いやしかし…なんかこう、お姉さまが動いているのに自分が座ってるのって違和感があってムズムズするんだよなぁ… 横を見れば なづなも同じ様に感じているらしく微妙にソワソワしている。
だよね?そうなるよね?
普段が普段だもんね。
家で すずな姉ちゃんが台所に立ったら手伝うのが当たりになってるからねぇ。
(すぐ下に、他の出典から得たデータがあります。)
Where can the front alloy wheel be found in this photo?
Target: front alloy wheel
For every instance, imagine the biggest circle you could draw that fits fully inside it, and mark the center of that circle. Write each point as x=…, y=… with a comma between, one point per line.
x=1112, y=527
まぁ、ママは滅多に手伝わせてくれないけどさ。
自分が動いていた方が気分が楽だと思っているからなのか、こういうのは新人の役割なんじゃないの?って考えているからなのか…あるいは両方なのか。
ボクは圧倒的に前者。
…なんだけれど、『全部自分でやろうとするな』って、こないだ言わたばっかだからね、ちょっと気を付けてる。つもり。
…の割には今動こうとしちゃったけれど。
まぁそれは、ほら、癖みたいなモノだからさ。
大目に見てね、って事で。
「ねぇ、せり?」
「ん〜?」
「なんか手持ち無沙汰。」
「…凄く理解るけれど、前回手を出した所為で教育係がどうのって話になっちゃったんだよ。今日はお客様に徹してた方が良いと思うよ。」
ヒソヒソ。
こんな事言ってるけどさぁ…これ、ほとんど自分に言い聞かせているセリフなんだよね。わかっていてもね、言葉にして言い聞かせないと納得していない自分がいるんだもん…我ながらこの性質はなかなか難儀だねぇ。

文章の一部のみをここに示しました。